| Preventing
Mistakes in E-mail Records Management
By
Brian Murphy
JULY 2005
- Mistake 1: Believing you can live without an
e-mail management system for now. The costs
of e-mail storage, the impact on overwhelmed e-mail servers,
and the legal and credibility risks from not being able to
find e-mails when required can make complacency costly and
damaging. The damage can go beyond fines and settlements to
a loss in corporate credibility that drives down a company’s
stock price. Recommendation:
Develop a comprehensive e-mail management program immediately:
-
Establish appropriate employee e-mail usage and content
rules. Monitor employee e-mail to ensure compliance with
these rules.
-
Apply the organization’s records-retention schedule
to e-mail records.
-
Establish that e-mail messages are to be saved only for
legitimate business or legal reasons.
-
Migrate official e-mail records to an approved e-mail
management system.
-
Purge e-mails that are not official records from the e-mail
system on a predetermined schedule.
Mistake
2: Destroying all e-mail by auto-purges or mailbox caps.
Some companies, concluding that they need drastic action,
implement 30-, 60-, or 90-day e-mail deletion policies or
mailbox size limits. This approach is inherently flawed
and flies in the face of decades of records-management practices.
Records-management best practices dictate that the company
determine what it legally and operationally needs to keep,
determine the retention period, and implement that policy
consistently, regardless of records’ formats.
Recommendation:
Do for e-mail what is done for other business records:
-
Establish a policy that includes legal and operational
needs.
-
Train employees and provide ongoing e-mail policy communications
and education.
-
Give employees the tools by which appropriate e-mail can
be archived.
-
Allow managers to immediately modify the system to identify
and protect additional classes of e-mail as required.
Mistake
3: Using backup tapes as an archive. Many
companies think they are archiving their e-mail because
they back them up onto tapes. But the goal of tape backup
is to create a temporary copy that can be accessed and restored
if the primary system has a failure.

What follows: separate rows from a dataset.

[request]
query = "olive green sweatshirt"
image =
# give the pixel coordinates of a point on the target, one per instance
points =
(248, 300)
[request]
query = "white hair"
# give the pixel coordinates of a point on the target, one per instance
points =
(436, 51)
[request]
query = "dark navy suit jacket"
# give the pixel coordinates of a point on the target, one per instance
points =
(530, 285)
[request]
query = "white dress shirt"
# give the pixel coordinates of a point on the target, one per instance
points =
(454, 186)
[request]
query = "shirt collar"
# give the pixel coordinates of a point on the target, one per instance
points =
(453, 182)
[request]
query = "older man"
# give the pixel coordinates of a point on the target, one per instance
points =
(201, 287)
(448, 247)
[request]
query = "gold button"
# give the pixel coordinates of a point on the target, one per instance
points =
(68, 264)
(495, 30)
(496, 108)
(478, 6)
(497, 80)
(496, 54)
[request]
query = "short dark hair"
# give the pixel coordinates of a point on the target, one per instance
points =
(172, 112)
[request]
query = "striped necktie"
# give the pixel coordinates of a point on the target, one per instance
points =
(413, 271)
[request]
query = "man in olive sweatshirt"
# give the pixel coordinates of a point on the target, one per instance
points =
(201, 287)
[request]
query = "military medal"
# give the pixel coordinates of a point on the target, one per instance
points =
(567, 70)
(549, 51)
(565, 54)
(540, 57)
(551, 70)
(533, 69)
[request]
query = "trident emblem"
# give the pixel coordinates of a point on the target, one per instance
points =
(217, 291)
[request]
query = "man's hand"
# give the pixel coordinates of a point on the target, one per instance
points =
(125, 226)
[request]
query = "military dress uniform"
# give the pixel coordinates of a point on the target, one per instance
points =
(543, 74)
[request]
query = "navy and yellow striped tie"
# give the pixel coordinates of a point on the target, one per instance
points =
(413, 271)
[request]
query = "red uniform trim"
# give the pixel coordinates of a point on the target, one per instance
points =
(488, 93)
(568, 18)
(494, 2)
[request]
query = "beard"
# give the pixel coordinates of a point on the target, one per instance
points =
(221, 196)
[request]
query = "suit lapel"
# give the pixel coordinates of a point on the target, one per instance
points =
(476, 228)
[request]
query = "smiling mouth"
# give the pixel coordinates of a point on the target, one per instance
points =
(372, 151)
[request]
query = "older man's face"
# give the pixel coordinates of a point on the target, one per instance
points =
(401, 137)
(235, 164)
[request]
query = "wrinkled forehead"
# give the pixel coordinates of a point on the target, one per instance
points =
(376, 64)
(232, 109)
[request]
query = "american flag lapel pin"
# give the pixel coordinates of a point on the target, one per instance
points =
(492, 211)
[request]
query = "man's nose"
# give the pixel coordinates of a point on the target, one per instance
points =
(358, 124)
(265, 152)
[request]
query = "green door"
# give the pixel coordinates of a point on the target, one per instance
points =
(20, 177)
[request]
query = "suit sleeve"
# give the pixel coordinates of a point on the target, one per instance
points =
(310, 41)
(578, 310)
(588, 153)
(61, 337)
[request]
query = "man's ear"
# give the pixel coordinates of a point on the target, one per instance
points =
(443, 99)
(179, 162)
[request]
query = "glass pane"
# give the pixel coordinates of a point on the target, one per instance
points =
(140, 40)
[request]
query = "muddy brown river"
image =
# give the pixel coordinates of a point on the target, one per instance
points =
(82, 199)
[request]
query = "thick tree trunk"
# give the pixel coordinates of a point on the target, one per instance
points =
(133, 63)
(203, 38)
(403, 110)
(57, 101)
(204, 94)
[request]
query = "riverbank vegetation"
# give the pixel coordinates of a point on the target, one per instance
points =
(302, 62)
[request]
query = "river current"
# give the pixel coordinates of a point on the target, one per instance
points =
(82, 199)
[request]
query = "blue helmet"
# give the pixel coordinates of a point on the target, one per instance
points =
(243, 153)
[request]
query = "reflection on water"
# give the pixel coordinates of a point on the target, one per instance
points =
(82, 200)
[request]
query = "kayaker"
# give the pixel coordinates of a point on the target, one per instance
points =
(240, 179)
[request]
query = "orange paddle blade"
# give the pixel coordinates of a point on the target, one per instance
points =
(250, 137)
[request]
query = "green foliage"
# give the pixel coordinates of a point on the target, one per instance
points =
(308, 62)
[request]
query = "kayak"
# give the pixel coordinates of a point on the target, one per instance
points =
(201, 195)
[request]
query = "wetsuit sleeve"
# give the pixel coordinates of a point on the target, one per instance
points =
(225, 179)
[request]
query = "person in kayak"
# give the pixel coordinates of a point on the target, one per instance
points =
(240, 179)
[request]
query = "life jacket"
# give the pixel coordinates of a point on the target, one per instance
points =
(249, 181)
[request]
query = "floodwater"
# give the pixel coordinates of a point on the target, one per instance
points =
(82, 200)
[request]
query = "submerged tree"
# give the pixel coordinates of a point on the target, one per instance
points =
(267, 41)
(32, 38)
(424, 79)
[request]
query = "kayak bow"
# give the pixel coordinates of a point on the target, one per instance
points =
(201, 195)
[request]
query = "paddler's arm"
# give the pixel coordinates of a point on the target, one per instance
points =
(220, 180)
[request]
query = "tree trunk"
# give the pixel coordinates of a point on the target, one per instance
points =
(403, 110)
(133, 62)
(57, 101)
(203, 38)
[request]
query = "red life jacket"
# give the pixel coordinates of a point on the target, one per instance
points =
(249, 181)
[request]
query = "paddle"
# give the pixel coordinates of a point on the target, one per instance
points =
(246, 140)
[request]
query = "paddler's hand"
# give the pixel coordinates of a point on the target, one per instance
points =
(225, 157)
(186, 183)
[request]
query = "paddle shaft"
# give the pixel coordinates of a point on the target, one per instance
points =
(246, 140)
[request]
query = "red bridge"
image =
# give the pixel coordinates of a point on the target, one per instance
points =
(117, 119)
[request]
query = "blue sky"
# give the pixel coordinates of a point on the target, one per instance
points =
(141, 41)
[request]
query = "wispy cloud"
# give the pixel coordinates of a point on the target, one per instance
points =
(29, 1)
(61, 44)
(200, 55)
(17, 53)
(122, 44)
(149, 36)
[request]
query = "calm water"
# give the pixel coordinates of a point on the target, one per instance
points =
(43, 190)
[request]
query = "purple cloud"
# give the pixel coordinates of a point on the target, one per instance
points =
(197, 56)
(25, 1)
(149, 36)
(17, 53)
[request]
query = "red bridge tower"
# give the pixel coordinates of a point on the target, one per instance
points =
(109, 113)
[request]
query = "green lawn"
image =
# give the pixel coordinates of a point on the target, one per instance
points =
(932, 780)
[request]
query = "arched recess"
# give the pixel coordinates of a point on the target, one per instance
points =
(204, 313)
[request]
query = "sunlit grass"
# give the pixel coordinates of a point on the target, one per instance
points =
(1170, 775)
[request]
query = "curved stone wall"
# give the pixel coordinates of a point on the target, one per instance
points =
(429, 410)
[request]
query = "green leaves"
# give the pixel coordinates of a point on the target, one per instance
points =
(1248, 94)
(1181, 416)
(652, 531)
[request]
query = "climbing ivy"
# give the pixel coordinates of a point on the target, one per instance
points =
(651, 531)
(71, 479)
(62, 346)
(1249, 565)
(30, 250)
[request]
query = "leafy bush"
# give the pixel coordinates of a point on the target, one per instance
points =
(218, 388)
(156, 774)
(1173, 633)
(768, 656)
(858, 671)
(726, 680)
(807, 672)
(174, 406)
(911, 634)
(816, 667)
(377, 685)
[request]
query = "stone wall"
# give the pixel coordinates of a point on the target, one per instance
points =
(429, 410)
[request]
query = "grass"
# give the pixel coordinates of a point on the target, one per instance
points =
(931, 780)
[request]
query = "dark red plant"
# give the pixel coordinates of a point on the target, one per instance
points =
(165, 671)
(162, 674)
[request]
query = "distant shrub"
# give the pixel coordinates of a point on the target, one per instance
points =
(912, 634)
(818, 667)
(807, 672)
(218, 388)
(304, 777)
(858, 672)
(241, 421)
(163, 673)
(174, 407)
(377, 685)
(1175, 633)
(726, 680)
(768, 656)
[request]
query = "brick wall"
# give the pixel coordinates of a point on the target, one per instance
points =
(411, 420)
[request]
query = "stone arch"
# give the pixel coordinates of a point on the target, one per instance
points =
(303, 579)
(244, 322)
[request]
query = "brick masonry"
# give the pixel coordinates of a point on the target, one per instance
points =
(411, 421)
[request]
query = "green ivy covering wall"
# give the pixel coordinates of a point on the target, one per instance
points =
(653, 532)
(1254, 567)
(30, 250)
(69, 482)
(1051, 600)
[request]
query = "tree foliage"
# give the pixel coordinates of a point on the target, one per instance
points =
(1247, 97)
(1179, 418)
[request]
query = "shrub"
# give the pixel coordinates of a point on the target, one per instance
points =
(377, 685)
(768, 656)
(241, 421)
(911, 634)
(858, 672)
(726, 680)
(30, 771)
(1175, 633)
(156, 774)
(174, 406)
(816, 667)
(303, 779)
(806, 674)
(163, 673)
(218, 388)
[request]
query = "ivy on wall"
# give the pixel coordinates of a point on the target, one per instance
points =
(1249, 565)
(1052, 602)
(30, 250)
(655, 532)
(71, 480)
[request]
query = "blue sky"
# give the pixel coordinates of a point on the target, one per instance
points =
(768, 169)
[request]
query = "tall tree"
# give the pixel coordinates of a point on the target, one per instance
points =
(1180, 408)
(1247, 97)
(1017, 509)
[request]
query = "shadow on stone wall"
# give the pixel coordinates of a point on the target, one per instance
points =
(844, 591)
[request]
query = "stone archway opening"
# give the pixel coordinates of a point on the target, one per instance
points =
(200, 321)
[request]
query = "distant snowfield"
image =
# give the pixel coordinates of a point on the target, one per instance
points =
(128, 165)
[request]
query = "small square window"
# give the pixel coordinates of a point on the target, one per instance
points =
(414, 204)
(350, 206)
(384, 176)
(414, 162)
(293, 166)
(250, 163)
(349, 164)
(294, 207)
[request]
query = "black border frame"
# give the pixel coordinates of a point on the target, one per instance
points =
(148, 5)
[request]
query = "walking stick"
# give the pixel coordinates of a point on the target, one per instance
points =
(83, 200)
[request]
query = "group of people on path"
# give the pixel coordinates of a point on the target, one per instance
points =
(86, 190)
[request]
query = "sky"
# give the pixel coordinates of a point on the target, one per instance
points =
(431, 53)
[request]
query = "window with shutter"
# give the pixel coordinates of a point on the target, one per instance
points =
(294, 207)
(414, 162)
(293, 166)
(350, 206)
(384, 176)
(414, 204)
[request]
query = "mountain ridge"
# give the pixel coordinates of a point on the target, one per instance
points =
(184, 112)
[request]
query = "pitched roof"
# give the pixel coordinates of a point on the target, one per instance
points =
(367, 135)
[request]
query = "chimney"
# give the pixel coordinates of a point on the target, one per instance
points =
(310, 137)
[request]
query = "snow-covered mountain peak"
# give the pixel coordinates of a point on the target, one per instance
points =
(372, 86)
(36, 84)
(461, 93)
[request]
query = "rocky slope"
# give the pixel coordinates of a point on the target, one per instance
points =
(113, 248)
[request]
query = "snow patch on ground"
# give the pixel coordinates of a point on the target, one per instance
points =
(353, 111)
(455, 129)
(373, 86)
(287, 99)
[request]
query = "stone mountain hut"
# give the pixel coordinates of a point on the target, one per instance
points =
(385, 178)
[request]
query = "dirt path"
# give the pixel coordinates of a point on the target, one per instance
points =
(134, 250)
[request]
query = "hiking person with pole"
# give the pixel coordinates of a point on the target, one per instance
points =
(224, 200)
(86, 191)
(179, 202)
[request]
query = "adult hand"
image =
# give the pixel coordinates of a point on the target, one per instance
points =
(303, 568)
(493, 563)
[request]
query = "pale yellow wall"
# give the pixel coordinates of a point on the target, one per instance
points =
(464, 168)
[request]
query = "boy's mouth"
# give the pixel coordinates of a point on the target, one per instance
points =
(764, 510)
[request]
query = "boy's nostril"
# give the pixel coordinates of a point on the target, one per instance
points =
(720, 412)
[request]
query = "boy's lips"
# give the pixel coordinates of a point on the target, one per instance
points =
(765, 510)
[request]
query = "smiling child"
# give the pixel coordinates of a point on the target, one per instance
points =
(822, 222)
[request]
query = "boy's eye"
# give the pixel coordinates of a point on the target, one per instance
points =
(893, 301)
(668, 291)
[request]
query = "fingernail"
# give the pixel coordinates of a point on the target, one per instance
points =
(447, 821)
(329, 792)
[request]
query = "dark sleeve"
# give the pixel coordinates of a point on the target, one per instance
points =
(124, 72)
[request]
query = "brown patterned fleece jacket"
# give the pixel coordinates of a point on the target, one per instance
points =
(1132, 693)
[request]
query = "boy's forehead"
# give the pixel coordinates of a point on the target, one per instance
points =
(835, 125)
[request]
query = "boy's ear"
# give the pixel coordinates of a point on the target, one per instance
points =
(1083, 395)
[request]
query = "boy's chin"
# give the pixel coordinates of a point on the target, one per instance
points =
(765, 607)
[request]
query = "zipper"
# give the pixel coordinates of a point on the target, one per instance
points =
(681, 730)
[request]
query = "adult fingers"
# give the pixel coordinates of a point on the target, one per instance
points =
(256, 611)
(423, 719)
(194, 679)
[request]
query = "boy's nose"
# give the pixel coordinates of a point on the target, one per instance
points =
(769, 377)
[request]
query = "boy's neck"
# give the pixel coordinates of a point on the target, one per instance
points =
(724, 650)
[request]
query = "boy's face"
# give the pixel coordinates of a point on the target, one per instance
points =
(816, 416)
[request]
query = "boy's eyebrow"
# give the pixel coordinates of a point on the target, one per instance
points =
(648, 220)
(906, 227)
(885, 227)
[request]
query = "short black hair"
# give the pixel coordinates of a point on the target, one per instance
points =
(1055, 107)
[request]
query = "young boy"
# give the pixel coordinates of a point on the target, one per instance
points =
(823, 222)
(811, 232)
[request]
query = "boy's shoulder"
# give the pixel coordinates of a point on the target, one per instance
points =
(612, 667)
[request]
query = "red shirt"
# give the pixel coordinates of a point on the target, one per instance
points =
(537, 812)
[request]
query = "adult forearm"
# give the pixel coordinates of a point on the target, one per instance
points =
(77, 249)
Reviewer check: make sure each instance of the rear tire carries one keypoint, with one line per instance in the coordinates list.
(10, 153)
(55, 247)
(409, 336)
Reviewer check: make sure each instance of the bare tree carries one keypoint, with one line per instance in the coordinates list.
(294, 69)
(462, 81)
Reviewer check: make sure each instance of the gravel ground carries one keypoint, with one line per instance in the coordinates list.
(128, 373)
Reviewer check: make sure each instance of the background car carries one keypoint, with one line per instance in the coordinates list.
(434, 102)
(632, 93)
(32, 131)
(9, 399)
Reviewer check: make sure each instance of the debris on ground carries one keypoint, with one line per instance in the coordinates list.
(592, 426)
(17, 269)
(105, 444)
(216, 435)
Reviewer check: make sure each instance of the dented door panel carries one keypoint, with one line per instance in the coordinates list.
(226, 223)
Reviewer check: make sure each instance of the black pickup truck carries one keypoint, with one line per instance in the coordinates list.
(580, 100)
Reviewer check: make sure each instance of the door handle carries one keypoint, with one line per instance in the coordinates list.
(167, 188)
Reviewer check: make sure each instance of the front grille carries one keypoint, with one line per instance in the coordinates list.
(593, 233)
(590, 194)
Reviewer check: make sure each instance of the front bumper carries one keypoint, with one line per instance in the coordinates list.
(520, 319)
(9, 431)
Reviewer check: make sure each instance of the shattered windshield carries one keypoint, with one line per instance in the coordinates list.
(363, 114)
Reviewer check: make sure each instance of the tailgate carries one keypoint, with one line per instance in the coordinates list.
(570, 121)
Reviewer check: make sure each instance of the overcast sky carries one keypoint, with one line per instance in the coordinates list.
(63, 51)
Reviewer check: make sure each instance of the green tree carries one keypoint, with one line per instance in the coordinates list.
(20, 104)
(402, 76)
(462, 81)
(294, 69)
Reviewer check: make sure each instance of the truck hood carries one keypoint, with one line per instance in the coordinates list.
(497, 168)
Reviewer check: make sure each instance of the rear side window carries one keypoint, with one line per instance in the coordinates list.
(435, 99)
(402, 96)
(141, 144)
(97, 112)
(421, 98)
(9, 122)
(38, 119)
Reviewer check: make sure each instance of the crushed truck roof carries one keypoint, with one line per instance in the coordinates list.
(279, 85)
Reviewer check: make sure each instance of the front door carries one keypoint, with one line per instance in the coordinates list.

Backup tapes are not
intended for routine exploration, discovery, or retrieval.
They are almost impossible to efficiently search because
they are not indexed. Locating unindexed, individual e-mail
records is difficult and expensive.
Recommendation:
Backing up is a critical process, but separate from archiving.
Compliance, records management, and legal departments need
to work closely with IT to ensure that the backup policy
is reasonable and in synch with the organization’s
retention policy. A good, reasonable practice is to keep
only daily tapes and to rotate those tapes every 30, 60,
or 90 days based on the company’s operational requirements.
E-mail
business records should be stored and managed in a digital
archive designed for low-cost, long-term archiving. This
archive should have tools for easy searching, discovery,
organization, and retention management.
Mistake
4: Assuming that the company’s existing document-management
system can handle e-mail archiving. Companies
with a major investment in a document-management system
may believe that this system can be adopted for e-mail management
archiving. The volume and indexing requirements for enterprise-wide
e-mail archiving, however, are dramatically greater than
standard document-management volumes.
Recommendation:
Determine the company’s monthly and annual e-mail
archiving volume and indexing requirements. The IT department
needs to determine whether the existing document-management
system can scale to support the company’s e-mail volumes.
IT should also evaluate the scalability and costs of dedicated
e-mail management archiving solutions versus an upgrade
to the document-management solutions. In most instances,
a dedicated e-mail management solution will be more cost-effective
and provide much greater scalability
than enhancing the document-management system.
Mistake
5: Implementing an e-mail retention policy that was optimized
for paper. Many companies try to implement
paper records–retention policies without considering
the unique requirements of e-mail. Implementing
e-mail retention based solely on a paper records–retention
policy will probably result in an onerous process that employees
will not adopt. The user classification processes for paper
records don’t work for e-mail because of the volume
of e-mail generated. Also, there are too many record classifications
for end users to practically classify their e-mail. Administration
of e-mail retention cannot be delegated in the same way
as with paper records.
Recommendation:
The company must make e-mail retention simple for its employees.
Existing paper records–retention policies can be used
as a framework for developing record classifications, rules,
schedules, and policies that have been simplified and optimized
for e-mail records. User intervention should be kept to
a minimum to help ensure adoption.
What
to Do?
If
a company is committing one or more of these mistakes, it
should consider the following:
- E-mail
volumes and potential e-mail storage costs will continue
to escalate for the foreseeable future.
-
Many lawyers now refer to e-mail as “evidence mail.”
-
The rash of accounting irregularities and allegations
of wrongful document destruction are driving stronger
enforcement of existing regulations as well as new laws
with stronger penalties.
Brian
Murphy is an executive vice president of Iron Mountain
(www.ironmountain.com),
a global records and information management services provider.